VALDOSTA, Ga. (WALB) - Valdosta State University (VSU) researchers have made a discovery that could impact millions of lives around the globe.
The students have developed a new way to treat tuberculosis. Currently, the drug is in a clinical trial in India, where the disease affects 40 percent of the population.
Although tuberculosis isn't common in the U.S., the World Health Organization estimates one third of the global population is impacted. Many of those with the disease live in countries that can't afford treatments.
Experts say it can cost $250,000 to treat some forms of TB. The researchers said they hope their breakthrough can change that.
“This is a world wide, humongous problem,” senior chemistry student Olivia Moss said. “To possibly have an effect on that, no matter how small it is, for me or the community, it’s absolutely insane.”
Dr. Thomas Manning, the professor leading the research at VSU, said their research has gotten praise from experts on the disease.
"That gets us kind of excited," Manning said. "That people who deal with this problem every day are saying 'You might have something.'"
Manning and his students have found a way to give new life to an old antibiotic. Currently, tuberculosis is becoming increasingly difficult and more expensive to treat.
"The biggest problem is resistance to antibiotics, and those antibiotics are not working anymore," Manning said.
The researchers took an existing antibiotic and changed its chemistry, so the disease is no longer resistant to it.
Because the drug is already being produced, it cut the cost from thousands to just a few dollars.
"We're not trying to make this some crazy, incredibly expensive thing," Moss said. "We want this to be accessible if it works."
The students have also developed a new way to administer the drug. It's a small implant that gradually dissolves, releasing the right dosage at the right time. This reduces daily pills and doctor visits to just once a month for patients.
From inside the lab of a small university with limited resources, the group fought for those who need it most.

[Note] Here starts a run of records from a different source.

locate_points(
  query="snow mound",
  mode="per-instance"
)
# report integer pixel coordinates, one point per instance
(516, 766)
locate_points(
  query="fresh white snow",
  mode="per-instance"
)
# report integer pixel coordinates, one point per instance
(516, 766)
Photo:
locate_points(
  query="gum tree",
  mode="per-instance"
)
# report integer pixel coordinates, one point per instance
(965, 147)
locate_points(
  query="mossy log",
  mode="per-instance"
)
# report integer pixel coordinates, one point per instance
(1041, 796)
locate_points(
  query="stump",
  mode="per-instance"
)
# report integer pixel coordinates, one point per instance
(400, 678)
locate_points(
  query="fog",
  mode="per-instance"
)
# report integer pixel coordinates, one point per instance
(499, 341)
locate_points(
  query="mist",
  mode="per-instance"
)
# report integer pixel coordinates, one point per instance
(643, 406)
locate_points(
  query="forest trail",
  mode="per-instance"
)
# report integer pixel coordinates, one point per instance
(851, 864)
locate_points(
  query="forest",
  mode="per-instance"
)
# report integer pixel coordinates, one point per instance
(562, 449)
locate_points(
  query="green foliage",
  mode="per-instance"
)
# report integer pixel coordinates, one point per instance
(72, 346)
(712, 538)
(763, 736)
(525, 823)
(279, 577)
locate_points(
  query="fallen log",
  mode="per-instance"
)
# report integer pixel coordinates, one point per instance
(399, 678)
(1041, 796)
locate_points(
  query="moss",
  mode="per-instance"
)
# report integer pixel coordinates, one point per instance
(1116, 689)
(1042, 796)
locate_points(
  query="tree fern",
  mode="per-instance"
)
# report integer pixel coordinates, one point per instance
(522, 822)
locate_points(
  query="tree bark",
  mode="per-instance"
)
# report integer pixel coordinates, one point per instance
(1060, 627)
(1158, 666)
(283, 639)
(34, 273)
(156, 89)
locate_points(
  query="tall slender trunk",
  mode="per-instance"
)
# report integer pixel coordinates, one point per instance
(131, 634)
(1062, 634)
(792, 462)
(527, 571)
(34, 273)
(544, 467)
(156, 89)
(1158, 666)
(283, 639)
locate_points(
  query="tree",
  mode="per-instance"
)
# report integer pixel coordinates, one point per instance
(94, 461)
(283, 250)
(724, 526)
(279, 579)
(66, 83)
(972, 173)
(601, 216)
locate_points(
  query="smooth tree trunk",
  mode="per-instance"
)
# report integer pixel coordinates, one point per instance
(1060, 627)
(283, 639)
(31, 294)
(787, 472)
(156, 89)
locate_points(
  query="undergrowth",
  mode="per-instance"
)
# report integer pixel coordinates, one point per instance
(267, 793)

“If this truly works, it could revolutionize tuberculosis treatment,” Moss said. “And that’s insane to think that we could do that here at VSU.”
This sort of camouflaged-antibiotic idea has never been done before in tuberculosis treatment. The school said it was first accepted by the federal government about six years ago.
They have had a patent under review for most of that time. Just a few weeks ago, the patent was approved.
VSU said the treatment is still in the early stages of clinical trials, but has great support from the Indian government. The prime minister has made it a priority to eliminate tuberculosis from the country by 2025.